In the 1979 thriller The Warriors, based on Sol Yurick’s 1965 novel of the same name, a New York City street gang must travel nearly 30 miles from the north end of the Bronx to their home turf in south Brooklyn, Coney Island, after being framed for murdering a rival gang’s leader.
(No spoilers.)
In the decades since, the film has become a cult classic, fetishized by upwardly mobile, middle-class suburbanites desperate to identify with systemic inequality, the same systems that benefited their mommies and daddies, a mentality that exists with each generation, like a Sex Pistols “God Save the Queen” shirt purchased at Walmart and passed down, brother to brother. Naturally, re-creating and referencing the film for a photo shoot with Special Interest, the NOLA no-wave-industrial-art-punk-disco band that is equal parts nihilistic and future-seeking, doesn’t really resonate with them. But they’re into amusement park treats, there’s a lot of bullshit to eat at Coney Island, and they’re down for the adventure.

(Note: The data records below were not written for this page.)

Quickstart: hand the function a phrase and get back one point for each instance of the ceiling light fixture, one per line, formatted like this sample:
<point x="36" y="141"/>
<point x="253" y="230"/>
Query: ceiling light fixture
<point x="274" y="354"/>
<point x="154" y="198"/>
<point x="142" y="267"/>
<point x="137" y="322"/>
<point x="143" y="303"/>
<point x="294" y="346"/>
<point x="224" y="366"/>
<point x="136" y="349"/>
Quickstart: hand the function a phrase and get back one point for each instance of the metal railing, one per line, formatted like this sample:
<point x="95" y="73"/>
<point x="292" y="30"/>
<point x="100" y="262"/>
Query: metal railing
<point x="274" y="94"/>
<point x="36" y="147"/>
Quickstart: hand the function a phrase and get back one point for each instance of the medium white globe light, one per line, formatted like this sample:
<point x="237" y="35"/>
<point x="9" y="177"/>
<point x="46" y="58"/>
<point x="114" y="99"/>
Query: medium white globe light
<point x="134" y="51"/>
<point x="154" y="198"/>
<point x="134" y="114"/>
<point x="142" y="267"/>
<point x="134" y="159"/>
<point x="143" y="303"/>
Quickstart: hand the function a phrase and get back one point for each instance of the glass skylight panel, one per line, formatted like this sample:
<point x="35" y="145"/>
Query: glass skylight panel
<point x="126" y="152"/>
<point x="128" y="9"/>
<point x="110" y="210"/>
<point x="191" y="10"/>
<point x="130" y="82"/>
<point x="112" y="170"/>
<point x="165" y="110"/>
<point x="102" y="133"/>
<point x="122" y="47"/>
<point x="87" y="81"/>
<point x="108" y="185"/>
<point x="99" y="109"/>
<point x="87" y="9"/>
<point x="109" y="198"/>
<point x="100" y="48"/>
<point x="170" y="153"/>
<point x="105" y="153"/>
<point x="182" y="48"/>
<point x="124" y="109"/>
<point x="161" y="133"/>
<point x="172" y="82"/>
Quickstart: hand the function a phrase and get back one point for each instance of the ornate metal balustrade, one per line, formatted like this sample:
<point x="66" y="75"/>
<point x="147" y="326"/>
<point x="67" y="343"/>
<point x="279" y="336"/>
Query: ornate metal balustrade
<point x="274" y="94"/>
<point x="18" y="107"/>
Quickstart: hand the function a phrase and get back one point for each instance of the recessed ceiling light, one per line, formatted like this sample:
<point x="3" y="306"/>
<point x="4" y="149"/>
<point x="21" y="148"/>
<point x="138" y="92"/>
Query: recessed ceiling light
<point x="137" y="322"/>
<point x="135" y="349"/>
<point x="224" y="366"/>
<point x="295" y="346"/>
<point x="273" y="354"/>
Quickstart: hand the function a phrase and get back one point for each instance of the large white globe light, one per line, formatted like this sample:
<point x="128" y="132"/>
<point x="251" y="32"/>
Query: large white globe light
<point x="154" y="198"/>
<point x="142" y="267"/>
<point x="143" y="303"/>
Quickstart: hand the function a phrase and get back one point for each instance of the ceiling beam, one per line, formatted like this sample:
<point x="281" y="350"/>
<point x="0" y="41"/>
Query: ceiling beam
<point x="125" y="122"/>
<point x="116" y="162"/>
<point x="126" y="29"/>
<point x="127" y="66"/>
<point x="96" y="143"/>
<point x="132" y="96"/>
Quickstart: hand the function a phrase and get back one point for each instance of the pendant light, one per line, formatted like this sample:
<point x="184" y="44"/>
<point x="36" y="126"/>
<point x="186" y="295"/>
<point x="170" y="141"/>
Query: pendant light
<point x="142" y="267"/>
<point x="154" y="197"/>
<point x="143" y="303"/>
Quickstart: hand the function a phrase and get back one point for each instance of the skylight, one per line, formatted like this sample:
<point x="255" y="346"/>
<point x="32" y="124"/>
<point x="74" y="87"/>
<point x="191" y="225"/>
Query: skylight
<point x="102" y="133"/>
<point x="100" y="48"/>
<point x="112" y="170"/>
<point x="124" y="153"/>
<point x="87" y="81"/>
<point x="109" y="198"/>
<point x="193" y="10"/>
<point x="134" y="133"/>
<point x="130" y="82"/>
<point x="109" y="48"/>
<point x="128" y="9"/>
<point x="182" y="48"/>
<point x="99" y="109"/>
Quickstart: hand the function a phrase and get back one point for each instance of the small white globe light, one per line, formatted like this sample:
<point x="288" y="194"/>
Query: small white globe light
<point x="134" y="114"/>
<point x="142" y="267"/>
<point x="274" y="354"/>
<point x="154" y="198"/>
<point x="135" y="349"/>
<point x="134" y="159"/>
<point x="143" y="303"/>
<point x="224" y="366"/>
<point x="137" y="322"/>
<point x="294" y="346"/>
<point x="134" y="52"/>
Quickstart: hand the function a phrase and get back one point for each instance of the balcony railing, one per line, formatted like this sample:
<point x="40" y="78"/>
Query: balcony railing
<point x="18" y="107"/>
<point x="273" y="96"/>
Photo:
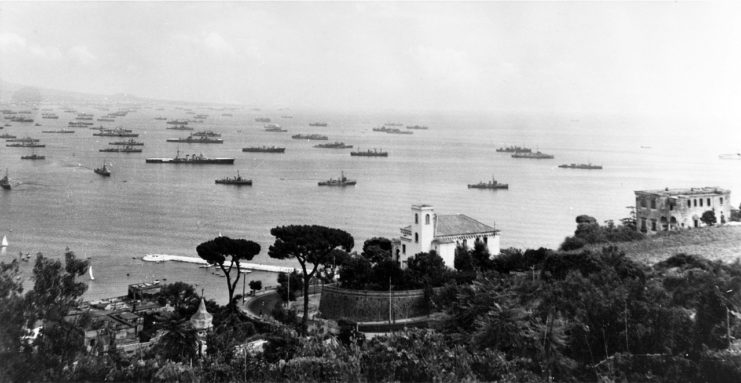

“We made our tummies hurt because we kept eating candy for the shots,” Special Interest singer Alii Logout says of this photo shoot. “Conspicuous consumption,” synth savant Ruth Mascelli jokes, accidentally (or much more likely absolutely purposefully) naming sociologist and anti-capitalist hunk Thorstein Veblen’s economic theory that investigates the impulse behind purchasing luxury goods to display power and wealth. In two words, they’ve confirmed fears that I am too dumb to be talking to this band, and God help the rest of the idiots tasked with doing the same when their third and best album, Endure, drops on major indie label Rough Trade Records in November. (More on that later.)